Method: Two hundred terminally ill inpatients were given semistructured interviews that assessed their desire for death and evaluated them for major and minor depressive episodes according to the Research Diagnostic Criteria. Each patient also completed a short form of the Beck Depression Inventory and provided ratings of pain and social support. When possible, patients who expressed a desire for death received a follow-up interview after a 2-week interval.
Results: Although occasional wishes that death would come soon were common (reported by 44.5% of the patients), only 17 (8.5%) of these individuals acknowledged a serious and pervasive desire to die. The desire for death was correlated with ratings of pain and low family support but most significantly with measures of depression. The prevalence of diagnosed depressive syndromes was 58.8% among patients with a desire to die and 7.7% among patients without such a desire.

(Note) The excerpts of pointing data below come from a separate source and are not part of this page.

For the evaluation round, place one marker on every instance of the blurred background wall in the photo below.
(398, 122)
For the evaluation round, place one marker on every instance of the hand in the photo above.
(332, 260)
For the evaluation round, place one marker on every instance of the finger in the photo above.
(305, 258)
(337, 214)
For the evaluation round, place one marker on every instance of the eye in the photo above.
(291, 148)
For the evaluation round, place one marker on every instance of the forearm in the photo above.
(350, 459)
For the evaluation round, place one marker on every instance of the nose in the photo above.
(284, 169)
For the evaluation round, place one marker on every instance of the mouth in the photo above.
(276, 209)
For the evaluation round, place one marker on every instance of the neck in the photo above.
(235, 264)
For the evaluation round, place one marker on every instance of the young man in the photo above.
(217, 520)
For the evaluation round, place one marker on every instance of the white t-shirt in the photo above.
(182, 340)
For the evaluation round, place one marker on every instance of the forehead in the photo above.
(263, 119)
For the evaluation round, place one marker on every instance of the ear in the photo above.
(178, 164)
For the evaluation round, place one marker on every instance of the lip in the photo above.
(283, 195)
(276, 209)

Follow-up interviews were conducted with six patients; in four cases, the desire to die had decreased during the 2-week interval.
Conclusions: The desire for death in terminally ill patients is closely associated with clinical depression--a potentially treatable condition--and can also decrease over time. Informed debate about euthanasia should recognize the importance of psychiatric considerations, as well as the inherent transience of many patients' expressed desire to die.